Kennedy, Krulak, and Taylor did not have to create a counterinsurgency strategy. They brought to the task American experience fighting the Huk Rebellion in the Philippines and the successful British campaign against the Malayan communists. Soon after gaining independence in 1946, the Philippines had faced a communist-led radical movement with more than a million followers on Luzon. The CIA sent Edward Lansdale to build a counterinsurgency movement, and Lansdale selected Ramon Magsaysay, secretary of defense for the Philippines, as a principal leader. Together they reformed the Filipino army, improving pay and discipline and firing incompetent, politically appointed officers. Army treatment of civilians improved; election laws were enforced; tenant farmers gained the right to sue landlords. Magsaysay and Lansdale offered the Huk rebels amnesty or death. By 1953 the rebellion was over. The British had similar success in Malaya. Early in the 1950s, communist insurgents threatened the British colony. British officials launched a large-scale counterinsurgency effort under the direction of Robert Thompson. Thompson concentrated on winning over the ordinary Malayans by providing them with military security, land reform, and economic development. Although it took ten years to put down the insurgency, Malaya was secure by 1960.

 

Edward Lansdale went to South Vietnam to head the CIA effort.
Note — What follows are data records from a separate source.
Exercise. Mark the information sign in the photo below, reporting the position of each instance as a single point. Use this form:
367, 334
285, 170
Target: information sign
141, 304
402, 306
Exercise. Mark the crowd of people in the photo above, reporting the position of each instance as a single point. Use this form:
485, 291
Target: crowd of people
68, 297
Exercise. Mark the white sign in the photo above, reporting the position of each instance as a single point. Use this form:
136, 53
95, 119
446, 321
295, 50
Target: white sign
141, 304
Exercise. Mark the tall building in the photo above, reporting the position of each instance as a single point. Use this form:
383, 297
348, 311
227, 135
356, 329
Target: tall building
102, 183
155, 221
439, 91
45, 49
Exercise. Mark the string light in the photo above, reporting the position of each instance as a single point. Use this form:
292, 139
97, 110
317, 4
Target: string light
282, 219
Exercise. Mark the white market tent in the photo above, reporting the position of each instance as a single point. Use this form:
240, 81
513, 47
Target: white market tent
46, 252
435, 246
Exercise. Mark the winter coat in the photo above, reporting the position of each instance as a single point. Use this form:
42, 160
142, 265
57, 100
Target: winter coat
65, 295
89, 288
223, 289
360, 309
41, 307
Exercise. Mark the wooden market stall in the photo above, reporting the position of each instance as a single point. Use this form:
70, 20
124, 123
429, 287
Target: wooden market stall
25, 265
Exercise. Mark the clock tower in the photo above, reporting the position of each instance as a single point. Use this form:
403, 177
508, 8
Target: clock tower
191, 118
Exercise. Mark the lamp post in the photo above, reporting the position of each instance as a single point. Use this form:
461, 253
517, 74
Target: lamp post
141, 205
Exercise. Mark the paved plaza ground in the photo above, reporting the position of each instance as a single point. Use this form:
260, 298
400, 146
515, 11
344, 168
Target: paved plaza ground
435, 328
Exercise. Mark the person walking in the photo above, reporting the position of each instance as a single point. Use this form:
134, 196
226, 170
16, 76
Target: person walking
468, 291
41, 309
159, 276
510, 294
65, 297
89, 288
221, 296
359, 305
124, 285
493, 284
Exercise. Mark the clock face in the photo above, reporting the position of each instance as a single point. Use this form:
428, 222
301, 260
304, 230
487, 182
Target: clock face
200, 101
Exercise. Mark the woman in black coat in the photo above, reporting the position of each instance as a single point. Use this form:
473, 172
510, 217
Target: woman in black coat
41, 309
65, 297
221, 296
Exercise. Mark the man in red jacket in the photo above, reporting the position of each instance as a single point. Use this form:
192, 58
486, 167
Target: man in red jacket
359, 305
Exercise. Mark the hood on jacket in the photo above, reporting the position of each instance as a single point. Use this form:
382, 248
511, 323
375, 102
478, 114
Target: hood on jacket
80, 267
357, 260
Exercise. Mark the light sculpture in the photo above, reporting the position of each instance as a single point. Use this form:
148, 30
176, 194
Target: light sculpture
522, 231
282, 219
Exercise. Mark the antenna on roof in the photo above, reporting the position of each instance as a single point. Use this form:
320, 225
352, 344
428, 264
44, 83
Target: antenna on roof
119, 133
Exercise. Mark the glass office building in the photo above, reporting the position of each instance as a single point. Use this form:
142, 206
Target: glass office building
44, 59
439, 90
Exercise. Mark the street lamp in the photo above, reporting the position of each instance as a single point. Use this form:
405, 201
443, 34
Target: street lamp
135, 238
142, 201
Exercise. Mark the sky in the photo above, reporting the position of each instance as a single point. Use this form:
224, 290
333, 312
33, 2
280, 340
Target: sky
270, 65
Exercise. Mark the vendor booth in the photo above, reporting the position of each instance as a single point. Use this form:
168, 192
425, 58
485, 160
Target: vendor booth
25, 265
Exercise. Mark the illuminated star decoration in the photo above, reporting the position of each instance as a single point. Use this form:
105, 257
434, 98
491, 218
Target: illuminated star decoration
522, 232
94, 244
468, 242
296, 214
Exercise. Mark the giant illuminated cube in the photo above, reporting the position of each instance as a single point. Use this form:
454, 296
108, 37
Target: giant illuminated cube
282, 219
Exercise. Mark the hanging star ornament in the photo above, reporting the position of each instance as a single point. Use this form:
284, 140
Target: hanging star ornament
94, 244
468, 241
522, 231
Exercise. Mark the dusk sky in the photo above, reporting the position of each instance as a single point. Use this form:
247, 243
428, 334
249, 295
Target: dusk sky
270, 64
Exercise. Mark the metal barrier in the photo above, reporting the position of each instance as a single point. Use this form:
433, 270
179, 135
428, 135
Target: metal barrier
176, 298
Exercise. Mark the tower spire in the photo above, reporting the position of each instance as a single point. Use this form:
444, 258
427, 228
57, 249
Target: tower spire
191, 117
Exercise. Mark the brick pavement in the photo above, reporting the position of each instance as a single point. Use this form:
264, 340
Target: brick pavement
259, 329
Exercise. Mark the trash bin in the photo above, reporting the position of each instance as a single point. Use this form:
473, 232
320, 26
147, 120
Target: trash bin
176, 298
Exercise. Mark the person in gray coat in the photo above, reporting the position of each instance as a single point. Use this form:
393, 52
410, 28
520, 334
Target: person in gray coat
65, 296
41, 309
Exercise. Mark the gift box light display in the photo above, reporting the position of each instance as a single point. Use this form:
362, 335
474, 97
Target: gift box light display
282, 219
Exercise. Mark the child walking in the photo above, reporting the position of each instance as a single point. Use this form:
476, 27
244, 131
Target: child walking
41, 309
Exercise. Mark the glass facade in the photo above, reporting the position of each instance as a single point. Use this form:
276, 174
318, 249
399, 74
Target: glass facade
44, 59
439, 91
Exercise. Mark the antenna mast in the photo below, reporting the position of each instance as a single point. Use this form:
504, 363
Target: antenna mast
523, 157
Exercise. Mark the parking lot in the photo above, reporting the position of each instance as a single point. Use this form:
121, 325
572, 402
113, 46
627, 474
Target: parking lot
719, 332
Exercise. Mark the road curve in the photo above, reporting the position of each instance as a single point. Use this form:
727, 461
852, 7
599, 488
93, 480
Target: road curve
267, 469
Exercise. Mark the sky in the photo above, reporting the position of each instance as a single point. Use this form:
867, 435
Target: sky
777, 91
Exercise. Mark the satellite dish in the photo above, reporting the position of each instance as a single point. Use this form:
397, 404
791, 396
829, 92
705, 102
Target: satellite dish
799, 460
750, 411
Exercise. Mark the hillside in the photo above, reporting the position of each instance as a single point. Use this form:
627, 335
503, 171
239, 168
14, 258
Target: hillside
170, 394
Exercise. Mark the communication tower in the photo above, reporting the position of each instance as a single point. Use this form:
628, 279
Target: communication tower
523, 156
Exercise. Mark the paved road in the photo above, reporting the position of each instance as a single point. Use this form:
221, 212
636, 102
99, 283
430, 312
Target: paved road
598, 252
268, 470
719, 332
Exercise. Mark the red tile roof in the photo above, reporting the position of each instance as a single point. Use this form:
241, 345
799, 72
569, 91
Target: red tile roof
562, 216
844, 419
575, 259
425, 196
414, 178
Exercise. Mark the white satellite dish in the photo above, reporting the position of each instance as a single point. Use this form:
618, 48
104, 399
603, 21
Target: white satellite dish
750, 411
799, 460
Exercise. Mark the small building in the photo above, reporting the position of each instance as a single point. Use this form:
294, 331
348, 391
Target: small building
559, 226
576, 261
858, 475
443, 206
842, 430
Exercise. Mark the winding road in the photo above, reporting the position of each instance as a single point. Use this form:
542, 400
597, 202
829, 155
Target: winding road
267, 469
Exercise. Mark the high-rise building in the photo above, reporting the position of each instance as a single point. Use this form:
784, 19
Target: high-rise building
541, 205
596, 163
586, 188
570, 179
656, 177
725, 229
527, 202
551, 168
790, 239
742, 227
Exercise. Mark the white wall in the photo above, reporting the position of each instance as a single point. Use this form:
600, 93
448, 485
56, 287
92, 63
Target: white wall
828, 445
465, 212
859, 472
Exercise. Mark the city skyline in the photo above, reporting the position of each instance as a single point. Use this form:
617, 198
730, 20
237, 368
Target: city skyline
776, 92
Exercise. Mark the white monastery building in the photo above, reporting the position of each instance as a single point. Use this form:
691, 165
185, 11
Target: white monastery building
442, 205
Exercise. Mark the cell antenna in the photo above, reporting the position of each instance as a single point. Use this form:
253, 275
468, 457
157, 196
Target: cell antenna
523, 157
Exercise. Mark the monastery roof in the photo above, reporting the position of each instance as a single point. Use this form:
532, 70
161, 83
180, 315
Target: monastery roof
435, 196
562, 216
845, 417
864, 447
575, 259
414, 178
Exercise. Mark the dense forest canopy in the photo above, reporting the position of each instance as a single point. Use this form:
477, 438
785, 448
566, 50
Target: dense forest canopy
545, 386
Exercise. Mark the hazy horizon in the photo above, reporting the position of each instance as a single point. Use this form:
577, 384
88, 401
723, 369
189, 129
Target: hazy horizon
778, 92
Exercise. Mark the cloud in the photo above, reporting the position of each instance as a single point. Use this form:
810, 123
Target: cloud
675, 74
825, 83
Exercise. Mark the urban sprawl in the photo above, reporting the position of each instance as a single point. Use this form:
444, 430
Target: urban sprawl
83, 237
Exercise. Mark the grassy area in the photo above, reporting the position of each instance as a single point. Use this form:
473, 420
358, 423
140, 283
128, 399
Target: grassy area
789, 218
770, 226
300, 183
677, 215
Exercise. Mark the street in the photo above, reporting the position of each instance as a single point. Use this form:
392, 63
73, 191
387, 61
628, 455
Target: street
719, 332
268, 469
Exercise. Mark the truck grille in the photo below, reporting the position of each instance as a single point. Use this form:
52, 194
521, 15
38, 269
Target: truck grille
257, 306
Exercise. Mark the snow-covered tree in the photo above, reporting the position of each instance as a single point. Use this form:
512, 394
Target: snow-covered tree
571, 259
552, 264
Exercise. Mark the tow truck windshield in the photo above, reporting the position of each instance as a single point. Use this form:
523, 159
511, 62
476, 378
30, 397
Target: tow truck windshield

In 1961 Thompson arrived in Saigon as head of the British liaison mission, where he could provide technical expertise to the counterinsurgency program. In Washington, Roger Hilsman began working on counterinsurgency. Hilsman, a Texas native with a Yale Ph.D. in international relations, had spent the 1950s with the CIA before becoming director of intelligence for the State Department in 1961. He warned repeatedly in 1961 and 1962 that military action alone could not solve guerrilla wars; popular support gained through economic development and political reform, proven in the Philippines and Malaya, was indispensable. Krulak, Hilsman, Lansdale, and Thompson hatched what became the Strategic Hamlet Program, a project for drawing peasants into secured centers where they could benefit from economic and social reform as well as protection from insurgents.

 

What none of these experts realized was that the model programs that had worked in the Philippines and Malaya did so for reasons specific to each. In the Philippines the insurgents were not nationalist leaders. The United States had granted the Philippines independence in 1946. Many Filipinos spoke English and even more lusted after the American consumer culture. The two countries were allies during World War II, and Douglas MacArthur was a Filipino hero. Filipino Independence Day was the Fourth of July. When Lansdale launched the CIA counterinsurgency program on Luzon, he represented a country and a culture widely admired by Filipinos. In Malaya the British were still colonialists in the 1950s, but independence was palpable. Most Malayans expected the British to do what they had already done in India and Pakistan. Britain was the government in Malaya and did not have to work through client politicians and military officials. The British counterinsurgency effort was efficient and disciplined. Ethnic reality simplified the British task. The communists were ethnic Chinese, a minority group in Malaya greatly resented by the native population. There was little chance the communists could launch a broad-based peasant uprising. Few Malayans would die for Chinese revolutionaries.